Artigo - Cultive sua rede de relacionamentos

Algumas pessoas somente lembram de outras quando precisam. Será que elas lembrarão de você?

Sempre ouvimos que a nossa rede de relacionamentos deve ser cuidada, gerida, para quando for preciso ser utilizada e contar com as pessoas que nelas estão, correto? Errado! Precisamos sim cuidar, gerir, cultivar e principalmente, encontrar com uma certa regularidade as pessoas e não somente quando precisar.

Ouço muitos executivos e empreendedores dizendo que se sentem sozinhos quando chegam em um determinado momento da vida profissional e que gostariam de compartilhar os desafios com outras pessoas.

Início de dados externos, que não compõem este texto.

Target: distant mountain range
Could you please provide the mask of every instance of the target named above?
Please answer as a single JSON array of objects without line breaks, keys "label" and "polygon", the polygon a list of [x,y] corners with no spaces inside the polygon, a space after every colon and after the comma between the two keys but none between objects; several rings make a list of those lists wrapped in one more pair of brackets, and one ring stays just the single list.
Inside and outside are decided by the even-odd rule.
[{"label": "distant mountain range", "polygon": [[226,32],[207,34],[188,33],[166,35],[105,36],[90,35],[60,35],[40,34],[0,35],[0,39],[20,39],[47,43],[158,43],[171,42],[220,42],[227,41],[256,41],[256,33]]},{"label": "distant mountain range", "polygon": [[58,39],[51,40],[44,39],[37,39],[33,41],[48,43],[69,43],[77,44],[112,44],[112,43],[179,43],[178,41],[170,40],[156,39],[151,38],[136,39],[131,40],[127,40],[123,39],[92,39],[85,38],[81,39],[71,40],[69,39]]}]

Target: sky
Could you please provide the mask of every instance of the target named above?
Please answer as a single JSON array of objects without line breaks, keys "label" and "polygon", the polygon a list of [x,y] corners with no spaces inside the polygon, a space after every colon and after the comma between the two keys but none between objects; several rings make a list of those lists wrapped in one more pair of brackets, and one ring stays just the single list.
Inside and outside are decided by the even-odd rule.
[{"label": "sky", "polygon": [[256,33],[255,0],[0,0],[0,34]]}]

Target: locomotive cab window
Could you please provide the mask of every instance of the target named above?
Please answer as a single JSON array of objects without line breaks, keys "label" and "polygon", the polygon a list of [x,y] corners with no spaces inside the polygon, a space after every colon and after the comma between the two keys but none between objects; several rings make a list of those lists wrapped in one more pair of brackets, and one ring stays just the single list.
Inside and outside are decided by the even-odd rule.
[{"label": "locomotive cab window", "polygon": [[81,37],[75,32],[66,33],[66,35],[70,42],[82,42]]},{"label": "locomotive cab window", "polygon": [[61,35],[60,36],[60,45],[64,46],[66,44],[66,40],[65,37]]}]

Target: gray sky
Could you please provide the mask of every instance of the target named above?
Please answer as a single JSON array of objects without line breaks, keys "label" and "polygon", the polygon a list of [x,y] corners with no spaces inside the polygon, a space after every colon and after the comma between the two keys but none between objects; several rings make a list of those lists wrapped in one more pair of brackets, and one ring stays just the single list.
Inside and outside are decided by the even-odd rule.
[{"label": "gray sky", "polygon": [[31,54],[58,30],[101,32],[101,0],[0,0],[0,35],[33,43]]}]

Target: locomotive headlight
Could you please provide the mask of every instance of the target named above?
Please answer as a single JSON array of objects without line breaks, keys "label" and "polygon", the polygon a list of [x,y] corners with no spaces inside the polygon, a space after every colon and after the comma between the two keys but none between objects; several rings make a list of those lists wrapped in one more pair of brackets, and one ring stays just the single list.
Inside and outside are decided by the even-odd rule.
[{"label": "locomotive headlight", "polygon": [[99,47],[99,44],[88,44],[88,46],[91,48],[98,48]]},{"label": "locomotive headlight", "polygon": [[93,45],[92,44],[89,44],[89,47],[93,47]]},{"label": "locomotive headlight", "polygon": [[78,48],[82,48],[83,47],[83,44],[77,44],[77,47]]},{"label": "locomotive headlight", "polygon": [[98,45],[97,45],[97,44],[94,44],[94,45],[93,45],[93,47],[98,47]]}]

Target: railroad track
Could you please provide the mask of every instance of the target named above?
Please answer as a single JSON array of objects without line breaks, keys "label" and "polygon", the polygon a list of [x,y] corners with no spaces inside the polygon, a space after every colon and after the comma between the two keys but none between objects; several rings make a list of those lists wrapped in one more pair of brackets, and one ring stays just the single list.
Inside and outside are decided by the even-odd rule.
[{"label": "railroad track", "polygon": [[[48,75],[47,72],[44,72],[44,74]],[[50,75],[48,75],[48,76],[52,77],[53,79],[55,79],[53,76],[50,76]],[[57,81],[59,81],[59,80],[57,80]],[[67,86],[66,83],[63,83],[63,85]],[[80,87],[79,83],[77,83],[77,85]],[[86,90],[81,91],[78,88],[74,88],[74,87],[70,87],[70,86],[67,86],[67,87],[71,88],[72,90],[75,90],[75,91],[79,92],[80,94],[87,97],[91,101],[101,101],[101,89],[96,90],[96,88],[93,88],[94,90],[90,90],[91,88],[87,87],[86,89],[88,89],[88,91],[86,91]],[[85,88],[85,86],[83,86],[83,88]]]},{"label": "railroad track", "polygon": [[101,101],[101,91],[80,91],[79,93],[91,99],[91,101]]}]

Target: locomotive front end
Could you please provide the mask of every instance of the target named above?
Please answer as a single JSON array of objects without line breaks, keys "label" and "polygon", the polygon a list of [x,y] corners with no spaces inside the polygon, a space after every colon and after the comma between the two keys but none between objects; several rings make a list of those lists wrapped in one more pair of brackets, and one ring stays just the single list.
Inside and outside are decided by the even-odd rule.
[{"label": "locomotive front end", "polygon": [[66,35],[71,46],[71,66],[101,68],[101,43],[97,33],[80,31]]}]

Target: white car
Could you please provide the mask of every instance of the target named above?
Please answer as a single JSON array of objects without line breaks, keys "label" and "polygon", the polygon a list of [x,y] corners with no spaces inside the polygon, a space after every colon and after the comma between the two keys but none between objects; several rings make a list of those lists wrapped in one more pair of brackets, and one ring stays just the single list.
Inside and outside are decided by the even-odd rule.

Com isto faço a seguinte pergunta: “Com quem você atualmente compartilha os seus desafios?”. Algumas pessoas me respondem orgulhosas: “Faz X anos que converso com as pessoas, ABC, que geralmente são os próprios advogados, contadores ou amigos de longa data”, claro que devem consultar estes profissionais, agora, acredito que para novas metas, desafios, ou o nome que for mais conveniente para o momento, sendo fatos novos, seria mais assertivo possuir novos pontos de vistas?

Faço de mim o próprio exemplo. Tenho uma meta de conhecer ao menos uma nova pessoa por dia e legitimamente compreender a história, o que vivenciou, como estão os atuais desafios e o que imagina que virá pela frente. Compreendendo estas 3 etapas da vida, passado, presente e futuro, consigo compreender se realmente faz sentido tê-la na minha rede ou ficar “apenas” no radar.

Sério? Sim! Uma rede deve ser composta por pessoas que possuam os mesmos valores e propósito, caso contrário a rede não durará.

Lembro que em um dos eventos que palestrei, um jovem senhor me procurou dizendo que depois de muitos anos trabalhando em grandes empresas foi demitido e abriu um negócio, não se preparou e quebrou. Contou uma história triste, que emocionaria muitas pessoas. Ao final perguntei: “O que estaria disposto a fazer para virar o jogo? ” Contou novamente a história triste e com isto disse a ele: “Me envia um e-mail com os produtos que você diz possuir e encaminharei para um conhecido meu que provavelmente te ajudará. ” Faz mais de 2 anos que espero este e-mail e nada.

Ou seja, será que seria interessante possuir este perfil na sua rede de relacionamentos? Será que era verdade tudo o que estava dizendo? Será que se eu tentasse legitimamente ajudá-lo e indicá-lo, o meu nome e reputação estaria em jogo?

Contei esta passagem para que reflitam sobre o que esperam da sua rede, quem realmente você gostaria de se aproximar? De ajudar? De compartilhar os seus desafios? Quem são as pessoas e perfis que você gostaria de atrair?

Existe o outro lado da moeda, por quantas vezes você conheceu uma ou diversas pessoas e logo se viu inserido ou acolhido? Que logo conectou, deu “liga”, o “santo” bateu? Quando der este clique, sem dúvida nenhuma, já será um primeiro indício que o primeiro passo foi dado.
Agora o grande desafio é encontrar os perfis semelhantes ao seu e formar a sua própria rede. Não significa que as experiências e formações sejam iguais, mas lembrando: “Valores”! E sem dúvida não se sentirá mais sozinho(a).